16 Jesus said to her, “Go, call your husband, and come back.” 17 The woman answered him, “I have no husband.” Jesus said to her, “You are right in saying, ‘I have no husband’; 18 for you have had five husbands, and the one you have now is not your husband. What you have said is true!” 19 The woman said to him, “Sir, I see that you are a prophet. 20 Our ancestors worshiped on this mountain, but you say that the place where people must worship is in Jerusalem.” 21 Jesus said to her, “Woman, believe me, the hour is coming when you will worship the Father neither on this mountain nor in Jerusalem. 22 You worship what you do not know; we worship what we know, for salvation is from the Jews. 23 But the hour is coming, and is now here, when the true worshipers will worship the Father in spirit and truth, for the Father seeks such as these to worship him. 24 God is spirit, and those who worship him must worship in spirit and truth.” 25 The woman said to him, “I know that Messiah is coming” (who is called Christ). “When he comes, he will proclaim all things to us.” 26 Jesus said to her, “I am he, the one who is speaking to you.”

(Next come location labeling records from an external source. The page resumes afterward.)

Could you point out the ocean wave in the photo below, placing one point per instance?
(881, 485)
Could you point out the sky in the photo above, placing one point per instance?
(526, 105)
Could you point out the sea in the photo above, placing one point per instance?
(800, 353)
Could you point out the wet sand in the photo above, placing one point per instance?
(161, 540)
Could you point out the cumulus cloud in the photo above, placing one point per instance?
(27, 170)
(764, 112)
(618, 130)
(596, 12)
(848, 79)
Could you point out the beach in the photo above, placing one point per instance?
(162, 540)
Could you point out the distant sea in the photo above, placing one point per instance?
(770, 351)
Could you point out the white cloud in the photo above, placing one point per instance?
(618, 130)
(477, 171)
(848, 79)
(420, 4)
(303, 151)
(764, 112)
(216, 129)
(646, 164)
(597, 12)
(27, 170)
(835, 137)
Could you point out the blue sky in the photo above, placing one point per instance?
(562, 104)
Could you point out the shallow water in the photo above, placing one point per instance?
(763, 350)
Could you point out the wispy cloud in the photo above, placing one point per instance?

27 Just then his disciples came. They were astonished that he was speaking with a woman, but no one said, “What do you want?” or, “Why are you speaking with her?” 28 Then the woman left her water jar and went back to the city. She said to the people, 29 “Come and see a man who told me everything I have ever done! He cannot be the Messiah, can he?” 30 They left the city and were on their way to him.

The Holy Bible: New Revised Standard Version. (1989). (Jn 4:1–30). Nashville: Thomas Nelson Publishers.